Thursday, April 30, 2020

Honesty: the best policy?

As The Slits' Viv Albertine observed during her Midnight Chat with Loud And Quiet's Stuart Stubbs, the problem with plucking up the courage to write a warts 'n' all autobiography is that you find yourself forced to revisit the most troubled periods of your life not just once but repeatedly. Committing traumatic incidents to paper inevitably arouses media interest, and playing the promotional game requires you to talk about them even if you'd much rather just forget and move on. Judging by the "painful" nature of the first of his two interviews with the Guardian's Jude Rogers, it's a lesson that Mark Lanegan was in the process of learning.

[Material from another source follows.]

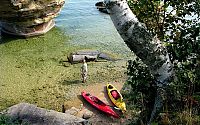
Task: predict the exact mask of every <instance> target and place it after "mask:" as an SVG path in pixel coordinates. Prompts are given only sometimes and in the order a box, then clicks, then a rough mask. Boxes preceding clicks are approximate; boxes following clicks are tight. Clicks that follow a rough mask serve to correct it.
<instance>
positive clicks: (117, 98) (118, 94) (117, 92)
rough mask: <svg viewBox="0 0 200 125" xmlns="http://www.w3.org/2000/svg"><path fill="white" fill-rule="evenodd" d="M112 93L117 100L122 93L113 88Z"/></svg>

Not that Lanegan was exactly enthusiastic about the idea of writing a memoir in the first place. "So many times I wanted to stop writing the book", he told Rogers, "but I had an obligation." That obligation was partially to the publisher who had paid him an initial slice of the advance, but predominantly to his friend Anthony Bourdain, who had pressed him to write with "a level of honesty beyond what you'll be comfortable with for it not to be some crappy rock autobiography". When Bourdain committed suicide in 2018, Lanegan knew he had to see it through.

Sing Backwards And Weep, by all accounts, honours Bourdain's advice - an unflinchingly candid account of an early life lived on the wrong side of the tracks. Lanegan's salvation was that distinctive voice - "magnificent, heavy and gnarly" in Rogers' words - though he also owes a debt of gratitude to Courtney Love for funding the rehab that helped him on the path to getting clean. A poignant gesture, given that Lanegan is evidently still wracked with guilt for not answering the phone to Love's husband Kurt Cobain on the day he shot himself. Personally speaking, it's a shame to see his disdain for Screaming Trees spelled out ("I basically had to stay in a band I didn't like in order to make money to support my drug habit"), but it was already an open secret. Regardless, Sweet Oblivion and Dust still stand up as two of the best records to emerge from grunge-era Seattle.

What is interesting in light of Albertine's comments is Lanegan's conviction that writing the memoir will ultimately lay things to rest: "[It] means I won't have to answer any questions any more. If anyone wants to know what this experience was like ... it's all there." Maybe, after the current round of press interviews is over, he'll be proven right.

But if that gets you excited at the prospect of a sequel, picking up where Sing Backwards And Weep leaves off (in the late 90s), don't hold your breath: "I wouldn't put myself through that again."